2. Traffic encryption occurs in user mode and introduces additional delays, this is not always important, but it can be noticeable for IP-telephony.
3. Encryption is not always necessary. For example, in my case, all connections are already secure (ssh), I just need a convenient flat addressing between several computers as if they are connected to a local network.

In Linux, GRE tunnels are configured to obscenely simple (if no encryption is needed), from Linux requirements and on public IP to each.
On the Internet, information on this topic is somehow vanishingly small - basically IP (and not ethernet) tunnels are explained and immediately along with traffic encryption (which is not always necessary). man ip is also very extensive and information on

Suppose we have two hosts:
HOST1 with external address 1.2.3.4
HOST2 with external address 2.3.4.5

I want to make an ethernet network between them, well, for example, you can configure IP addresses 192.168.0.1 192.168.0.2 on top of it, but you can also use any other IPv6 or anything else - you get a normal network through a switch.

All commands are executed from ROOT, after a reboot they are lost.
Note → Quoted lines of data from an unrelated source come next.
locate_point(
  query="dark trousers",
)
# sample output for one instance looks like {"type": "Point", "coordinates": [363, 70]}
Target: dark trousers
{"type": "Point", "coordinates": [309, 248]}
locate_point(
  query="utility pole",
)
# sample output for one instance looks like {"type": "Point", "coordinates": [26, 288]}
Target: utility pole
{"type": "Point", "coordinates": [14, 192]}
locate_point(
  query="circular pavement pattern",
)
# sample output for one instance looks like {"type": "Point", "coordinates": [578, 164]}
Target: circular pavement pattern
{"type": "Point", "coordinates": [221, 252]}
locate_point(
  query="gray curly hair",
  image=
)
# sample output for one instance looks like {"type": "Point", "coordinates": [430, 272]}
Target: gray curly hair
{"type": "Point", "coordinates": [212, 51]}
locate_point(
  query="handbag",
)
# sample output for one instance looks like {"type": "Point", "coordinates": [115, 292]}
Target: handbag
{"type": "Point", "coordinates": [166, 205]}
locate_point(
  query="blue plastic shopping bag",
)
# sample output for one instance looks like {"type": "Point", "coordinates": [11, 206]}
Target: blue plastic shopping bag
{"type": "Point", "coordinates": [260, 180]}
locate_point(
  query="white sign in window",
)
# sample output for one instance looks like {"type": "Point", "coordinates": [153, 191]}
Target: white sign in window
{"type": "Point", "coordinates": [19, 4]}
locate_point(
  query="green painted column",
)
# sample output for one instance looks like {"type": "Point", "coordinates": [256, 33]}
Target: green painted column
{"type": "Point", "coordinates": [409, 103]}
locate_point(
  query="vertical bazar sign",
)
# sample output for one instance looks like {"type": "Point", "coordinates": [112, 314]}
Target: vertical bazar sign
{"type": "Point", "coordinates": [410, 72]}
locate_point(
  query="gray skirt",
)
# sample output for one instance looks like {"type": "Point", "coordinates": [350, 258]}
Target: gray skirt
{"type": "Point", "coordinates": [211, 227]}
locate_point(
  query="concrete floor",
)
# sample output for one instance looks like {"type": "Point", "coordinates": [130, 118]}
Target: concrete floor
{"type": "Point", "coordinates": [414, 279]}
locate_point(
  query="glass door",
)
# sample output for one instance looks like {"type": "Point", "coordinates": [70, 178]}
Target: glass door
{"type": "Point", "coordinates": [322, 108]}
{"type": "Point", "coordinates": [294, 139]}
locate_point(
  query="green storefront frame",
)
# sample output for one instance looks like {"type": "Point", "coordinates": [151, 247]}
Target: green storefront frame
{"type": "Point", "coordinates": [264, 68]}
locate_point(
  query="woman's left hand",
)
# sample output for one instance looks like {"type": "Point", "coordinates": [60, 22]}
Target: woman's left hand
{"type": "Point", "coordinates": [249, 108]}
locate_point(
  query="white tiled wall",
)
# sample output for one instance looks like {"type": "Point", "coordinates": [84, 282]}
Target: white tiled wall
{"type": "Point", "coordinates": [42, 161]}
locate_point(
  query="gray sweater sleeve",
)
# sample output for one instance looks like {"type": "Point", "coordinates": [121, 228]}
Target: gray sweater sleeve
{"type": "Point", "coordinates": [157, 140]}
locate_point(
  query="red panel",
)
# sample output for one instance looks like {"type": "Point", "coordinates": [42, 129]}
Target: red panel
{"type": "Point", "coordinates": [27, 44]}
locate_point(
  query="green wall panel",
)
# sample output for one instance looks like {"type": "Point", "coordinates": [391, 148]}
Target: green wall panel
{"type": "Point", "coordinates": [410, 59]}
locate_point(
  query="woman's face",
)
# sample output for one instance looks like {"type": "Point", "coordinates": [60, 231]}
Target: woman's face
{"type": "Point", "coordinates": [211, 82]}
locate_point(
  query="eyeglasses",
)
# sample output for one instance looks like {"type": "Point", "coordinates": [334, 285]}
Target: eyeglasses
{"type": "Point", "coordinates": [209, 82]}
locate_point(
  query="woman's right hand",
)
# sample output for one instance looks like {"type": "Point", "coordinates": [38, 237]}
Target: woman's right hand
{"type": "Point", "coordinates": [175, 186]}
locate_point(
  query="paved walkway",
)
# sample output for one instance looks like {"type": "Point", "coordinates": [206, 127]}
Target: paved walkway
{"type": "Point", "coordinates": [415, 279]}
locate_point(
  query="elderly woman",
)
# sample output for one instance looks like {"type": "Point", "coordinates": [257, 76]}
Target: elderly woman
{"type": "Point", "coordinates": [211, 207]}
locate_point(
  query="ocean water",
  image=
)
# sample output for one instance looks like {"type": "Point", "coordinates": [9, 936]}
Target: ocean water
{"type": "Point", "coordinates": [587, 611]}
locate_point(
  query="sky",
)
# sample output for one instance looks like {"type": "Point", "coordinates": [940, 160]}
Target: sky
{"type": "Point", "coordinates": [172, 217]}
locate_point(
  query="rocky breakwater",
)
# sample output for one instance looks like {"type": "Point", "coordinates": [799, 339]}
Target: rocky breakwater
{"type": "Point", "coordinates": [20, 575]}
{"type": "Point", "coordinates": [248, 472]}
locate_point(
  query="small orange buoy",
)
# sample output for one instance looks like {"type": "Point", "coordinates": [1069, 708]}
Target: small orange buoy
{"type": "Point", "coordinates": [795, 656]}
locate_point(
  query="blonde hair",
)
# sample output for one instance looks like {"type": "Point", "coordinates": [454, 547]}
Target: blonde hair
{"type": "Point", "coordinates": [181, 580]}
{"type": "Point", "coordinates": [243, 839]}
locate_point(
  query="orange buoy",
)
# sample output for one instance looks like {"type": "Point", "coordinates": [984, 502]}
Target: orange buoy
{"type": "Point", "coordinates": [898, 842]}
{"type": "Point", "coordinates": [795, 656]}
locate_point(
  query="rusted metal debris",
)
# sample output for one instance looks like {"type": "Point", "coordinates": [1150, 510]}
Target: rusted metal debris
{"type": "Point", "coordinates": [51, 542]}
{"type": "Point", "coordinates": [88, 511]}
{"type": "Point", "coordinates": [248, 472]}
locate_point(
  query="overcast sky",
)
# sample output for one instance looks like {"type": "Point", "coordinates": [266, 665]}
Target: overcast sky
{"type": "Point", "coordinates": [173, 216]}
In order not to get lost, you need to register commands in startup scripts or in configs (each distribution has its own).

1. Add a virtual network gateway card to HOST1:
 HOST1: ip link add grelan type gretap local 1.2.3.4 remote 2.3.4.5 

On HOST1, it will look like a regular network card - you can assign IP addresses, start a DHCP server, enable it in Bridge, etc.

2. Include added map
 ip link set grelan up 


2. If IP tables are running - enable GRE traffic
 HOST1: iptables -I INPUT -p gre -s 2.3.4.5 -j ACCEPT 


3. Symmetric configuration on the second host:
 HOST2: ip link add grelan type gretap local 2.3.4.5 remote 1.2.3.4 HOST2: ip link set grelan up HOST2: iptables -I INPUT -p gre -s 1.2.3.4 -j ACCEPT 


At this point, the ethernet network is already running. To verify this, you can configure private IP-addresses on each side of the tunnel and let pings.
 HOST1: ip addr add 192.168.0.1/24 HOST2: ip addr add 192.168.0.2/24 


you can ping.
 root@ubuntu:~# ping 192.168.0.1 PING 192.168.0.1 (192.168.0.1) 56(84) bytes of data. 64 bytes from 192.168.0.1: icmp_req=1 ttl=64 time=2.45 ms 64 bytes from 192.168.0.1: icmp_req=2 ttl=64 time=1.19 ms 64 bytes from 192.168.0.1: icmp_req=3 ttl=64 time=2.45 ms 


For pings, you may also have to add rules in iptables (or turn it off altogether for the duration of the experiments).

The tunnel is quietly configured between different versions of linux, while writing this post one end was on ubuntu, the second on centos, there is absolutely no difference in the settings.

I repeat - this tunnel does not provide any protection against listening / embedding traffic.